Solzhenitsyn observed that the fault line that separates one from another actually runs through the human heart: it is me who is fractured, me who wants to choose badly, and me who wants to be served first. Multiply that out by seven billion souls, and we might have a better understanding of the moral violence being done to our societies.
The chasm between people is a manifestation of the abyss in the human soul
I suspect, therefore, that an intellectual and spiritual wobble starts somewhere deep within each of us, and ripples out to emotional, economic and environmental exhaustion. The chasm between people is a manifestation of the abyss in the human soul. I appreciate this is an hypothesis that needs to be investigated, but does it seem to make sense to you? Is there a possible link between the way we think and the way we treat one another, and then the way we treat our institutions and our environment?
There are, of course, very good people doing very good things. Alas, they are in the few. How do they become the many? It starts with you. Your actions today setoff a tidal wave of disruption: and that disruption can be for the good rather than for the bad. Consider that as you cast the stone of your actions into the pond of life.
What we are experiencing is a transition that is historic. It is partly the maturing of the age that we have been in for several hundred years. Even though many believe in the “end of history “, I see that the technological advancement of the past thirty years has shifted the “center” of gravity of society away from the traditional centers. The shift is not to one periphery, but to many. For those who thrived at the center, this transition will certainly feel precarious. The transition calls us to be open and adapt to what is emerging. The change that I see as the most disruptive concerns how our institutions are devolving. My perception is that what both of you men see is the restoration of human community with relationships of trust at the center. For this I am grateful.

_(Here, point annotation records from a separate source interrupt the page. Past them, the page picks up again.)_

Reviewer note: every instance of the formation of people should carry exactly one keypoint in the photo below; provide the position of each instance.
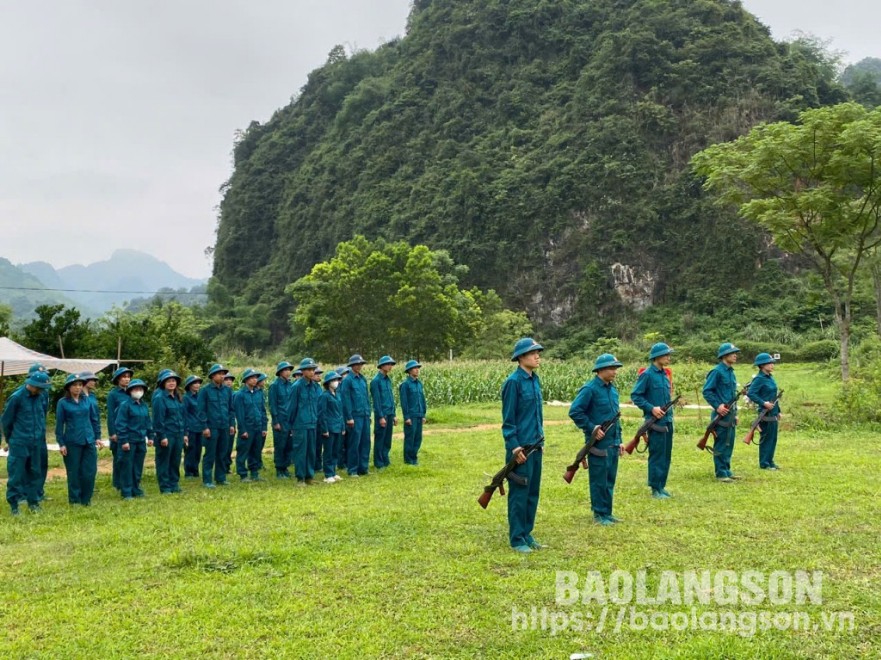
(597, 404)
(320, 423)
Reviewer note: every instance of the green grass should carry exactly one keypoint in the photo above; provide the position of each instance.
(405, 563)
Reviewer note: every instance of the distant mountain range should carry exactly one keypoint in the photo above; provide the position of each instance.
(129, 274)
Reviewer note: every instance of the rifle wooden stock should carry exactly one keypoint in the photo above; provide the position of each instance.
(761, 418)
(498, 481)
(643, 431)
(711, 427)
(702, 443)
(581, 456)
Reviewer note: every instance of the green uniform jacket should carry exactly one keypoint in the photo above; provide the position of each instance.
(522, 418)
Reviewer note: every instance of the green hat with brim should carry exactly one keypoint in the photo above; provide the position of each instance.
(119, 373)
(726, 349)
(73, 378)
(763, 359)
(39, 379)
(307, 363)
(216, 369)
(524, 346)
(605, 361)
(137, 382)
(167, 376)
(659, 350)
(190, 380)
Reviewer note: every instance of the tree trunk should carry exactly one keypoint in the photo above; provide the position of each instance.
(844, 329)
(876, 281)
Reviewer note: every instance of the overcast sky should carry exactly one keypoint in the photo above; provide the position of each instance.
(117, 116)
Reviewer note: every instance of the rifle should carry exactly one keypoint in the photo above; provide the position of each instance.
(643, 431)
(761, 418)
(711, 428)
(581, 456)
(507, 472)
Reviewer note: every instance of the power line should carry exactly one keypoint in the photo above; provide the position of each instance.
(146, 293)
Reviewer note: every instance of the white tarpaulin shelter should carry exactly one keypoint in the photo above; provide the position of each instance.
(15, 359)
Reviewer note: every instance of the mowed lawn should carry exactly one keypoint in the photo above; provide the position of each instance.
(405, 562)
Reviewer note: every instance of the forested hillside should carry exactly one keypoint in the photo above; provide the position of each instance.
(544, 143)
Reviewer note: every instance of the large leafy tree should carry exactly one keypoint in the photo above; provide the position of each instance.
(815, 186)
(380, 297)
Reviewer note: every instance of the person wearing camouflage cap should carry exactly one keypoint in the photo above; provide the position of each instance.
(115, 398)
(280, 410)
(523, 426)
(413, 410)
(652, 391)
(763, 392)
(720, 387)
(23, 424)
(170, 432)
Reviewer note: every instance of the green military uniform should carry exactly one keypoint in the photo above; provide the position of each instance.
(763, 389)
(720, 388)
(523, 425)
(597, 403)
(652, 389)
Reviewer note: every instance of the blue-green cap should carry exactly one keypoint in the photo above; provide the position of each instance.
(136, 382)
(659, 350)
(307, 363)
(217, 368)
(190, 380)
(726, 349)
(605, 361)
(71, 379)
(39, 379)
(524, 346)
(119, 373)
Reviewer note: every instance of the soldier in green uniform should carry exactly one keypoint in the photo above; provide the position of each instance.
(121, 378)
(135, 433)
(250, 419)
(170, 432)
(384, 420)
(720, 388)
(413, 410)
(762, 392)
(304, 422)
(193, 455)
(523, 426)
(76, 431)
(217, 418)
(651, 391)
(24, 426)
(597, 403)
(279, 409)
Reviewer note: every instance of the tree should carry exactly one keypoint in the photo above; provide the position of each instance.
(5, 320)
(54, 327)
(379, 297)
(815, 186)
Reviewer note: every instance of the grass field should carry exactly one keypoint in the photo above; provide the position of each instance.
(405, 562)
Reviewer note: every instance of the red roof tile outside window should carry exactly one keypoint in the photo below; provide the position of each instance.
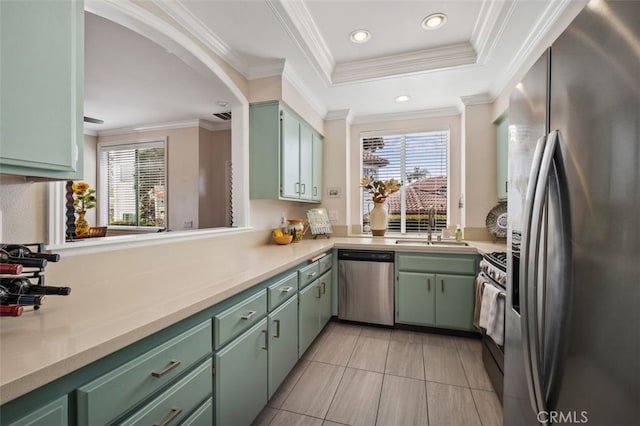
(420, 161)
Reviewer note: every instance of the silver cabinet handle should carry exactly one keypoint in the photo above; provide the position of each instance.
(249, 315)
(173, 364)
(175, 412)
(277, 323)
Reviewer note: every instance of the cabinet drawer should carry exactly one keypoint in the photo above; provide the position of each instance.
(202, 416)
(465, 265)
(282, 290)
(325, 263)
(179, 400)
(112, 394)
(307, 275)
(238, 318)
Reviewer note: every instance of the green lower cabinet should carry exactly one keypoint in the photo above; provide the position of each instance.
(202, 416)
(172, 405)
(455, 301)
(309, 312)
(416, 298)
(52, 414)
(326, 285)
(241, 377)
(283, 343)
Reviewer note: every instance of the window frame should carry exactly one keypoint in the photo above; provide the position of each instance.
(403, 133)
(102, 213)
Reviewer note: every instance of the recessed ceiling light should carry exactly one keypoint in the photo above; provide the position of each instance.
(360, 36)
(434, 21)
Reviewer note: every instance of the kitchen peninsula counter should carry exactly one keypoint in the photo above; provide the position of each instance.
(122, 296)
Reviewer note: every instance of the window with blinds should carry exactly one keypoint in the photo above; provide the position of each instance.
(133, 184)
(420, 162)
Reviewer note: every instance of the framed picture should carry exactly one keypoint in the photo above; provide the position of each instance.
(333, 192)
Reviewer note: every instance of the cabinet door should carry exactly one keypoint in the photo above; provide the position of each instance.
(502, 152)
(325, 283)
(415, 301)
(53, 414)
(283, 343)
(455, 299)
(241, 377)
(306, 162)
(316, 192)
(290, 155)
(308, 314)
(42, 63)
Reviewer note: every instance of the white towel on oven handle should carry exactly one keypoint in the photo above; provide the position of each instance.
(495, 326)
(489, 295)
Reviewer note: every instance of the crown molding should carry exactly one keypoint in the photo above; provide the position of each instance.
(553, 13)
(339, 114)
(405, 63)
(479, 99)
(177, 11)
(491, 23)
(299, 24)
(165, 126)
(409, 115)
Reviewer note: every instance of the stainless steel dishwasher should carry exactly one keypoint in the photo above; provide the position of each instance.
(365, 286)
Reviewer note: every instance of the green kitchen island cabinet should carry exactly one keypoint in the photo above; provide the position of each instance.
(285, 155)
(241, 385)
(41, 75)
(52, 414)
(436, 290)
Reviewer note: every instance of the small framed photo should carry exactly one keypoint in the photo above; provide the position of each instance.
(334, 192)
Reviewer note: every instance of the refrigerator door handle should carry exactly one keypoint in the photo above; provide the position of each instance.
(524, 270)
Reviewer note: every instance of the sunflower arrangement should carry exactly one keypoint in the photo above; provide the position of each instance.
(380, 189)
(84, 197)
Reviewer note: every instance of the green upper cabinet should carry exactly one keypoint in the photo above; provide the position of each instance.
(41, 72)
(502, 149)
(285, 155)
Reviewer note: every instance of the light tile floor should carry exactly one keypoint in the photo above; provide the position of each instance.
(358, 375)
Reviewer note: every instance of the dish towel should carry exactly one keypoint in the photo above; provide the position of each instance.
(480, 282)
(489, 295)
(495, 327)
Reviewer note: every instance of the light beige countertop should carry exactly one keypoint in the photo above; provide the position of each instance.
(122, 296)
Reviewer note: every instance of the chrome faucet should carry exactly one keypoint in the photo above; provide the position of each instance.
(431, 222)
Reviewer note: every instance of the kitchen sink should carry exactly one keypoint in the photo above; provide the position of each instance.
(434, 243)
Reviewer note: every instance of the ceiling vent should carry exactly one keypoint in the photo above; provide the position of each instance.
(223, 115)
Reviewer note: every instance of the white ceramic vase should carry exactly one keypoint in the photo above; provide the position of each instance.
(379, 218)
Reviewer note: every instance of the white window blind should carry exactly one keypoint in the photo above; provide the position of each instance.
(133, 179)
(420, 162)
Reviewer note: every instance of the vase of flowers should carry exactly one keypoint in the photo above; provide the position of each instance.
(84, 198)
(379, 191)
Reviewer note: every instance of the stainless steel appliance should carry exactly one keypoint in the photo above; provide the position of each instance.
(493, 271)
(572, 349)
(365, 286)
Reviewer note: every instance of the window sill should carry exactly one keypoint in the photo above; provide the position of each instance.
(104, 244)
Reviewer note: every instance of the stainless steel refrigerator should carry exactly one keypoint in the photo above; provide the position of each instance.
(572, 345)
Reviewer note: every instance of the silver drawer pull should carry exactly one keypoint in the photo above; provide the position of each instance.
(173, 364)
(249, 315)
(175, 412)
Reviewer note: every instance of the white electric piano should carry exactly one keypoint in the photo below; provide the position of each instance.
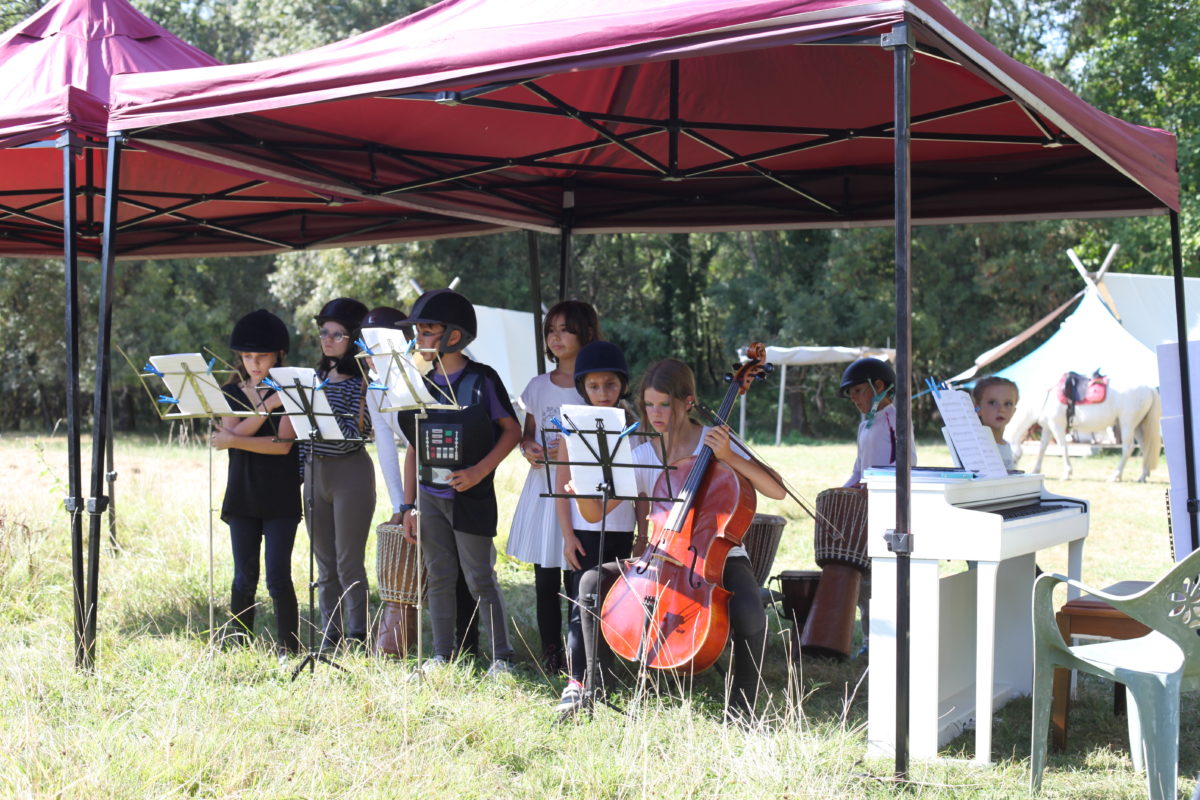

Provocative post. That said, it resonates as a theme with many other thoughtful posts, not least here on substack (there's a satisfying density of thoughtful posts here compared to other platforms).
The theme is as you describe - a separation from each other, and a separation from ourselves. As my Jungian friends might have it, we have become possessed by our personas as they struggle to make themselves seen.
I think Ed Brenegar's posts here on substack, on the nature of networks chimes with this, not lrase the need to start locally and enable networks of meaning. As the old is dissolving, we need these "strange attractors" around which the new can form. It doesn't make life any easier, or the disruption we face any less harsh, but at least we can find something the other side of it to steer towards.